屋里就剩下两人,宋随意很识趣地问道:“王爷要跟我说什么?”
关承酒道:“你。”
“我怎么了?”宋随意重新躺下,裹着被子跟关承酒对视。
关承酒皱起眉,语气有些慢:“不想说就不说,你……睡着的时候一直在做噩梦。”
“发烧做噩梦挺正常的。”宋随意道。
“还哭。”关承酒道,“发生什么了?”
宋随意垂下眉眼,没有说话。
关承酒又问道:“跟福寿教有关?你昨晚之后一直不对劲。”
“嗯。”宋随意应了一声,也没有多说的意思。
关承酒隻好坦白:“王慈说你压力很大,很累,我查过你。”
宋随意愣了愣,无奈地扯了扯嘴角:“说不定是我抗压能力太差,一点小事就受不了了。”
关承酒闻言蹙起眉,他的确知道宋家的情况,但据他所知,宋随意以前一直混在秦楼楚馆,似乎也不是很在乎家里情况的样子,难道真的像王慈说的那样?

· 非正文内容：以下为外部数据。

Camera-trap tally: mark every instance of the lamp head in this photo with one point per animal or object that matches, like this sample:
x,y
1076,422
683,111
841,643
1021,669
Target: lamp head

想了想,关承酒问道:“宋随意,你是不是真的很讨厌这桩婚事?”
“如果我讨厌,王爷难道会跟我离婚?”
关承酒默了片刻,犹豫道:“我尽量。”
宋随意闻言笑了笑:“逗你的,谈不上喜欢,也谈不上讨厌。”
他是真没想过跟关承酒离婚的事,毕竟没了这个老公,还有个作大死的爹呢。
关承酒闻言道:“那你是怕我。”
宋随意闻言,笑得更厉害了:“王爷什么时候有这种自知之明的?”
关承酒:“……以后我……”
“偶尔吧。”宋随意笑容淡了些,“你真想杀我,早动手了。”
更准确地说,一开始的确很怕,只是他跟关承酒相处太久,对他足够了解,知道他在想什么,知道什么时候是真的危险。
好像领养大型犬,一开始不熟悉,自然就会怕,但时间久了摸清脾性,就知道怎么逗才不会惹大狗生气。
噢,他们王爷应该是狮子,是老虎。
想到这,宋随意撑不住笑了出来。
关承酒微微蹙眉:“怎么了?”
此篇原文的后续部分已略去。